We have all seen it (and maybe some of us are it)—the show attendee who spends 90% of the concert on their cell phone. Be it tweeting their whereabouts or instagramming concert photos, this individual would rather experience the music through a palm-sized screen than their own eyes.
Some music festivals have utilized the uproar of social media by having “check-in” stations where one can instantly update their Facebook friends as to what artist they are about to see. Concepts such as the check-in station speaks to strong components of social media—connectivity and narcissism.
Before this post gets too “glass half empty”, let me say that I am guilty of living life in the waves of social media. I thoroughly enjoy dipping into digital media for professional and personal (errr, procrastinating) purposes. I even began my position as a send + receive board member with the desire to create and execute a social media plan for the festival (and yes, the desire is still there).
A major pro for social media is its ability to raise (free!) awareness to your arts practice. The many channels of social media offer opportunities to reach an audience those in the past never had the ability to. With that said, I find it hard to truly represent sound art through just social media.
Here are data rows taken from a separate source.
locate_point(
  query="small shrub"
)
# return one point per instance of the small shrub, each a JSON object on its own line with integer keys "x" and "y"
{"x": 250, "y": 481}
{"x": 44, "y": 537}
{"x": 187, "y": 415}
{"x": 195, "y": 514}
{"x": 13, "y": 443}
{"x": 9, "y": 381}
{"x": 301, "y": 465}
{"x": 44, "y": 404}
Now the burning question: when does social media evolve from being a help to a hindrance?
A foundation of sound art is the 360 degree sensation of experience. By this I mean artists take into great consideration real-time influences, such as venue and audience, when they are performing. To view only an instagrammed photo of a sound art show would only allow one dimension of the experience.
It is important to keep in mind that sound artists take specific pride in not just creating sound, but creating a unique experience in listening; an experience that isn’t fully appreciated until it is witnessed in person. If we are to experience sound art solely through social media, we would be entirely missing a large component of the practice.
With that said, I absolutely believe sound artists and sound art festivals should partake in social media. This post is written as a reminder for social-media viewers to take others’ uploads with a grain of salt (especially if it pertains to sound art) and for concert attendees to occasionally turn their phones to silent and enjoy life offline.